Kenapa di Bali? Dan apa untungnya buat Bali secara kepariwisataan?
Saya bukan pakar kepariwisataan, namun ada tiga catatan yang mungkin berkaitan langsung dengan efek wisata yang mungkin berpengaruh besar dari kunjungan dan liburan Raja Salman di Bali selama 6 hari 5 malam.
Pertama, Bali semakin menunjukkan kelasnya dan kapasitasnya sebagai tujuan wisata, yang mampu menampung rombongan wisatawan elit yang berjumlah jumbo: sekitar seribu orang.
Seperti diketahui, semua rombongan Raja Salman menginap di empat hotel yang terletak berdekatan dalam satu compound, di kawasan Nusa Dua, Bali.
Coba perhatikan kalimat: “daya tampung dalam satu compound”.

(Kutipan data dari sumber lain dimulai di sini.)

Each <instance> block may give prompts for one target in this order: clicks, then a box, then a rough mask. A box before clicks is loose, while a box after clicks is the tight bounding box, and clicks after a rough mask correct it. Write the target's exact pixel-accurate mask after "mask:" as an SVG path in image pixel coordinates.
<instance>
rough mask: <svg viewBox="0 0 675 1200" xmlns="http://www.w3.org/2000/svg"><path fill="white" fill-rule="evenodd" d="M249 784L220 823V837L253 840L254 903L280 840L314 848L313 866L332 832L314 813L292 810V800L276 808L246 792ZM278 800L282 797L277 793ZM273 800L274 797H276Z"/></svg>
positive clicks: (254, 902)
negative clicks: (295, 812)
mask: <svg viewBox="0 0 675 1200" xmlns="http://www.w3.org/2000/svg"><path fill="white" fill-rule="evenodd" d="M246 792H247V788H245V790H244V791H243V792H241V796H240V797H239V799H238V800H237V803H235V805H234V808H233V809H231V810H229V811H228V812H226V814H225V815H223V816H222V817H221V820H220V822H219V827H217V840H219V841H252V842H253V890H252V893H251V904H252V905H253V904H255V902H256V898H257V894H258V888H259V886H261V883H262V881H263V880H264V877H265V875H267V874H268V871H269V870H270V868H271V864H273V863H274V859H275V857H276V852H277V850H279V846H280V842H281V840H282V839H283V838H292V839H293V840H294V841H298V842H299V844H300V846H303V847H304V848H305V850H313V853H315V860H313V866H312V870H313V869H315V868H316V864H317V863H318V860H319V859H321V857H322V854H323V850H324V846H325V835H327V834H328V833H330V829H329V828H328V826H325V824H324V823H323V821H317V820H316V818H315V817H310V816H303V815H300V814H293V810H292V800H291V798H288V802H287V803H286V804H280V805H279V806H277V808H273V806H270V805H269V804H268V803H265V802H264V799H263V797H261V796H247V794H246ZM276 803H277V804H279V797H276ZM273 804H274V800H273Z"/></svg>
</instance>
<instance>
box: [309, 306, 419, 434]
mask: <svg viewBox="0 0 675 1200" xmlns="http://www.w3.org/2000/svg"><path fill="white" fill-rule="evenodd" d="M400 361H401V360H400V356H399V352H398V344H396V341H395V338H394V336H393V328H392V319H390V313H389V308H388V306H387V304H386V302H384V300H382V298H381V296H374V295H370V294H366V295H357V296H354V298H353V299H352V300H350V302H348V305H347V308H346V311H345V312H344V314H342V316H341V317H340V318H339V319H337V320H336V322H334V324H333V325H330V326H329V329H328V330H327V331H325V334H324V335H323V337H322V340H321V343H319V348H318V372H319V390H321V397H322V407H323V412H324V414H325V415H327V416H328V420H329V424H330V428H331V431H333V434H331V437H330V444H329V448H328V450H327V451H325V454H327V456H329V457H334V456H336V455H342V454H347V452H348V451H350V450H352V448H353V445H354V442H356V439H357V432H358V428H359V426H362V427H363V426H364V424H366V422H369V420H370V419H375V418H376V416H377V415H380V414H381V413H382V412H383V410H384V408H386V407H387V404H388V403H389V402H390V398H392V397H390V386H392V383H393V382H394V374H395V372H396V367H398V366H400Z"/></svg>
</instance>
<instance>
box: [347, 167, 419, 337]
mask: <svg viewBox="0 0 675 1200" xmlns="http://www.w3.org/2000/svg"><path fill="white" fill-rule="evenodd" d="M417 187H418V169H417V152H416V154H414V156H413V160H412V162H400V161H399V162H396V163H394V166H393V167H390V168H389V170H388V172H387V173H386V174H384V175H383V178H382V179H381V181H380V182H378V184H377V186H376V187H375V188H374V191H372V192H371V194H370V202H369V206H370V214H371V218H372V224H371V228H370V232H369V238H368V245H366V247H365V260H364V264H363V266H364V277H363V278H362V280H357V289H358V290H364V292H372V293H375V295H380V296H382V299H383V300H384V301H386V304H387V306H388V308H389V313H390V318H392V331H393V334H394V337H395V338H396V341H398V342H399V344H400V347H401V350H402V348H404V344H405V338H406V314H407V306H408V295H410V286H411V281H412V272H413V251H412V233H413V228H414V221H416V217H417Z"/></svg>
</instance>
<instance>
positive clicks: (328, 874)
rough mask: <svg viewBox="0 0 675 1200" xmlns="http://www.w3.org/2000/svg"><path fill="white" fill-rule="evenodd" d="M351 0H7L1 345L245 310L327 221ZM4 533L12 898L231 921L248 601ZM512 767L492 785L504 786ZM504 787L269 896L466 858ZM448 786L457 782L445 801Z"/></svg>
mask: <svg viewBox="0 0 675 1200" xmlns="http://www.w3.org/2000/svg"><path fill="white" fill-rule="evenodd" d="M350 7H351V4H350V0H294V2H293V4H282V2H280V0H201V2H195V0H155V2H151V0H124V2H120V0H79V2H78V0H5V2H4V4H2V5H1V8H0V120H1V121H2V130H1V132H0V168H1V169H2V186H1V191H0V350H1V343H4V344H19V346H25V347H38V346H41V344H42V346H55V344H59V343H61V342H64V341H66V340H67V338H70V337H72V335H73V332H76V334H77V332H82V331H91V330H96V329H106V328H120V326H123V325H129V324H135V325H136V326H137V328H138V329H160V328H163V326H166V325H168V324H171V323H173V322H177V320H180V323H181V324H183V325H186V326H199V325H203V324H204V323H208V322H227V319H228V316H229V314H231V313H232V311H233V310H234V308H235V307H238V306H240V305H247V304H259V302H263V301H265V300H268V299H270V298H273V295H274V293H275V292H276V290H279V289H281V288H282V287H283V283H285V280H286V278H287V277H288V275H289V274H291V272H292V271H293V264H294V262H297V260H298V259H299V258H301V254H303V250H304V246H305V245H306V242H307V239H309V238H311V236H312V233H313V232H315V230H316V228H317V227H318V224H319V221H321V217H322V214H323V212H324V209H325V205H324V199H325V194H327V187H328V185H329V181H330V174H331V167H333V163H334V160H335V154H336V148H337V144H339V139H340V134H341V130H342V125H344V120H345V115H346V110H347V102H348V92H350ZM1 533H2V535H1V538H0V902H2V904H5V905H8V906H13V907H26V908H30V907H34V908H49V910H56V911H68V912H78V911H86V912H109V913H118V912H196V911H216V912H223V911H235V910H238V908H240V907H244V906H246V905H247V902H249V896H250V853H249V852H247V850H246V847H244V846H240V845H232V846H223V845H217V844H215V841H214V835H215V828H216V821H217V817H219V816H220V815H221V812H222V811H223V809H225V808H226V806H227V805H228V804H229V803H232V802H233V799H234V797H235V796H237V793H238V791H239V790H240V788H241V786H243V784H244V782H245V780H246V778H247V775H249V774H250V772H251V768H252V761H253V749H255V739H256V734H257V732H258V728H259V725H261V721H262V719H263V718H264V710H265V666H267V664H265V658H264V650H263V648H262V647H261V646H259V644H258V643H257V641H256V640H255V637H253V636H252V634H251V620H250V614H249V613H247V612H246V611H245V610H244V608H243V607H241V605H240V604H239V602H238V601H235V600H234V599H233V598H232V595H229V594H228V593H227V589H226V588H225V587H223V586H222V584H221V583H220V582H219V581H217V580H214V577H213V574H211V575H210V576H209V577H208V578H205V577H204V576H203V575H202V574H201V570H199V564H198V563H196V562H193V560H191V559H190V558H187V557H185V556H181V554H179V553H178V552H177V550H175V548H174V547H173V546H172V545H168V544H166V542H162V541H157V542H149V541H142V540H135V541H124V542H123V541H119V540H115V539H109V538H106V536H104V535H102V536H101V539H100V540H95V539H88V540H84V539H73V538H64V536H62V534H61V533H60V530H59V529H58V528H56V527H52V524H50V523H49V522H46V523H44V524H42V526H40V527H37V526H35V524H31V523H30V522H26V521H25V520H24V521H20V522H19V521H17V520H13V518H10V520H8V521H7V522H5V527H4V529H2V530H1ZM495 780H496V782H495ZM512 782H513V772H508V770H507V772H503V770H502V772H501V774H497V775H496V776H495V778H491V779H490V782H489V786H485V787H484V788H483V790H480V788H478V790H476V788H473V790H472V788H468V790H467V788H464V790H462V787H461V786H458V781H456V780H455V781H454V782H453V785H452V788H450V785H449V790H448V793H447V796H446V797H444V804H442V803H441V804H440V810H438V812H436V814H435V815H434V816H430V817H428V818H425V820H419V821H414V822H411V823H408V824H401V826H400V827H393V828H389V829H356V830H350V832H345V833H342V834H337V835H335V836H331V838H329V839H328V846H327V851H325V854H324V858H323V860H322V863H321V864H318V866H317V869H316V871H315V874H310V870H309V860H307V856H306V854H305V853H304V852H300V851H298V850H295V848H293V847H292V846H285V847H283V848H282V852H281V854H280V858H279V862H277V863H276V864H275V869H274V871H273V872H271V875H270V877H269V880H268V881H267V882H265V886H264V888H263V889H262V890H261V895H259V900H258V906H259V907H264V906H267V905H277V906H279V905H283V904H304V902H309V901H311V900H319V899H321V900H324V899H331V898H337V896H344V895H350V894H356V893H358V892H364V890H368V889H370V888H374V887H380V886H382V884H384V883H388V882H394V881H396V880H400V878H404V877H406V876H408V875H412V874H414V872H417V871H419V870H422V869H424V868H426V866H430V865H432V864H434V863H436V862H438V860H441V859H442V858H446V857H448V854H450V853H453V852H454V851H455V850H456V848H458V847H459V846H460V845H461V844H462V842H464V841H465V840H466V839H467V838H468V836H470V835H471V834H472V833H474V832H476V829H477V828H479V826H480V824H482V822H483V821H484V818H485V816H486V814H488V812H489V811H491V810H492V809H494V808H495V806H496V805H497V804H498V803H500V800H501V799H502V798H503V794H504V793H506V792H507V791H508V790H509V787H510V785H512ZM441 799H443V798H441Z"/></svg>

Sebagai perbandingan, sebutlah Surabaya, Medan dan Makassar. Tentu saja banyak hotel mewah di tiga kota itu, cuma lokasinya saling berjauhan. Tidak praktis untuk rombongan jumbo.
Di Jakarta sekalipun, compound yang relatif lengkap mungkin hanya Mega Kuningan. Ketika Raja Salman menginap di Hotel Raffles, sebagian rombongannya di Marriott, Ritz Carlton, Westin. Keempat hotel berkelas ini berada dalam radius sekitar 500 meter.
Kedua, Bali sebenarnya sudah familiar dengan tetamu sekelas pangeran. Para pemilik dan pegawai tempat-tempat entertainment di Bali “sudah paham” cara melayani tamu sekelas pangeran. Di wilayah lain di Indonesia mungkin belum.
Ketiga, dalam dunia pariwisata dikenal istilah “latah”. Contoh, restoran yang pernah dikunjungi oleh artis sinetron sekalipun, biasanya menjadi pemikat bagi pengunjung lain untuk makan di restoran tersebut.
Karena itu banyak restoran besar yang memajang foto-foto artis yang pernah makan di restorannya.